After the commemoration ceremony, Nipmuck Indians plans to have a Native American memorial on Deer Island. I believe that the creation of a memorial is very important in educating people about the long standing culture of Native Americans that has a deep respect with the land. In a city full of sculptures of historical markers and memorials, it is interesting that there is no public display about the people who lived here many generations before the colonist arrived. The memorial will showcase a tragic piece of U.S. history that serves as a reminder for us not to tolerate such things to happen again.

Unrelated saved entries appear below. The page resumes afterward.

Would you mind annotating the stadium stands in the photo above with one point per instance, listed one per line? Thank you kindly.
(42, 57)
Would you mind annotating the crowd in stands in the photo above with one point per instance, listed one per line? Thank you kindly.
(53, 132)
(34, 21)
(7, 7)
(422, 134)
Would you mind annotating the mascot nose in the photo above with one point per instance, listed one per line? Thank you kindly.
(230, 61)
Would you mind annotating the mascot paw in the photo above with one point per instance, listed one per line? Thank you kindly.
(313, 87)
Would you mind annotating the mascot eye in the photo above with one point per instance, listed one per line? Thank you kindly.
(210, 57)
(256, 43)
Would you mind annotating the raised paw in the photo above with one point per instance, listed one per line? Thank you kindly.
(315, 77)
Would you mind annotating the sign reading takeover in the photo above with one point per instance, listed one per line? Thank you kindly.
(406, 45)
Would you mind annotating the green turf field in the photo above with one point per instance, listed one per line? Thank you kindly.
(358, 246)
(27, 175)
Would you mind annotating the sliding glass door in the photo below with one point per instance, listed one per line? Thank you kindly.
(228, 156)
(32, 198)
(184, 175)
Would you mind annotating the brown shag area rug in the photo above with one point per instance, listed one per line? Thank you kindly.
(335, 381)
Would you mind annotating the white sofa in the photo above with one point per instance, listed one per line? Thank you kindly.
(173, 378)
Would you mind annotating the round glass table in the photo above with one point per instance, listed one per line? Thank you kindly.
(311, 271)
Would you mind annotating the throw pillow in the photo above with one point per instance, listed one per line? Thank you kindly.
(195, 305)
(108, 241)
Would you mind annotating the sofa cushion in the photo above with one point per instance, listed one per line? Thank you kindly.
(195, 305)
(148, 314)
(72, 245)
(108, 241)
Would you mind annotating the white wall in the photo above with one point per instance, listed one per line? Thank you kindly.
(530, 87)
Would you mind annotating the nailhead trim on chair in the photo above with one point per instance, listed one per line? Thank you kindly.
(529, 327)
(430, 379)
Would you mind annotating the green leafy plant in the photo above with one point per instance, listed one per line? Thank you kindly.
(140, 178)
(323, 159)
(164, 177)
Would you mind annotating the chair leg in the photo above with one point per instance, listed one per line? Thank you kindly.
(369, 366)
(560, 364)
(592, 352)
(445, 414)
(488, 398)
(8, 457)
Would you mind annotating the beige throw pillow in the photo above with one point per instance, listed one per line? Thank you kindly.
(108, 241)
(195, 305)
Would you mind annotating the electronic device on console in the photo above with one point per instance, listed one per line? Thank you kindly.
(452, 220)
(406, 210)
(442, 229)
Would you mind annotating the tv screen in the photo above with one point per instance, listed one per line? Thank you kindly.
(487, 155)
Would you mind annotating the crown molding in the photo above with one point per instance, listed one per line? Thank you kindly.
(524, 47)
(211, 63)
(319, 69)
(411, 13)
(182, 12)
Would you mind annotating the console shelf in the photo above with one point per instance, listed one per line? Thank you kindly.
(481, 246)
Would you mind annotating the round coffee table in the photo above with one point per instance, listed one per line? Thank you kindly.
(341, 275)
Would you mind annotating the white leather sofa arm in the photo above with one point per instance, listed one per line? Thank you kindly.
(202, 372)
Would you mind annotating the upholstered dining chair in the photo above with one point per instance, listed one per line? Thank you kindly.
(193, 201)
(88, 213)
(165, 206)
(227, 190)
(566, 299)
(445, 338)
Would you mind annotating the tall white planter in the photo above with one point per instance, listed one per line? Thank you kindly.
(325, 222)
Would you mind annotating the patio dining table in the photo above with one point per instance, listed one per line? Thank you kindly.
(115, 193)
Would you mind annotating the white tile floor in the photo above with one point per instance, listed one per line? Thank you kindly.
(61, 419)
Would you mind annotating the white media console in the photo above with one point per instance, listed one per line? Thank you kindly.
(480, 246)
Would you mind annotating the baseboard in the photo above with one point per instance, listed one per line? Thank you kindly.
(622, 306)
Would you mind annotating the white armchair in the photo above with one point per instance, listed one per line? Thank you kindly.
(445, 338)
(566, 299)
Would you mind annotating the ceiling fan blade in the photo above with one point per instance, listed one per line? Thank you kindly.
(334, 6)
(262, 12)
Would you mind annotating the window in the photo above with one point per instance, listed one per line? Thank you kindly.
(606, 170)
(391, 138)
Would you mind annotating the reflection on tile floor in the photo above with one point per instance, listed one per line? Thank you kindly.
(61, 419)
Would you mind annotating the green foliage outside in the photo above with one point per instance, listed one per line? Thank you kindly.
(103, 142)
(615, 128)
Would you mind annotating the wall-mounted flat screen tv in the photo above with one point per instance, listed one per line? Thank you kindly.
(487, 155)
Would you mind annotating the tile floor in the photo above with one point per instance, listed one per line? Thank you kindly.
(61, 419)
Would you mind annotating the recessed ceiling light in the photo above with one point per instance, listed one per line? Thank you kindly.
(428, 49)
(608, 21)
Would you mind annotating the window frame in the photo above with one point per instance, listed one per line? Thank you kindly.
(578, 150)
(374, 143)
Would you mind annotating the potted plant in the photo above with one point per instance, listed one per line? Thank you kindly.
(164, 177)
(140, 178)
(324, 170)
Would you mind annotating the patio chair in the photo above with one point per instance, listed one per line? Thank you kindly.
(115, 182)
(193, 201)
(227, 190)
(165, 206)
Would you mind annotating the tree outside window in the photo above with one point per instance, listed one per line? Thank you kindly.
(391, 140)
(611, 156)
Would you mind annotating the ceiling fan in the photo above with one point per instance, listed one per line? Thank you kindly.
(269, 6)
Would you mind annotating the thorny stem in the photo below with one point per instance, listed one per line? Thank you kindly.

The idea of adding back events into the historical record is not about “changing” history. Not telling what happened does not change the fact of its happening. The memorial will also expand the narrative of the single story about Native Americans and will change our attitudes where one side of history is perceived as the whole. The memorial will primarily serve as a beacon of hope for people like Kenneth, a Nipmuck Indian in South Central Massachusetts, who was asked about the significance of the Deer Island concentration camp and said in a simple statement full of pride and defiance, “We are still here. We were here then and we are here now, living our lives and raising our families.”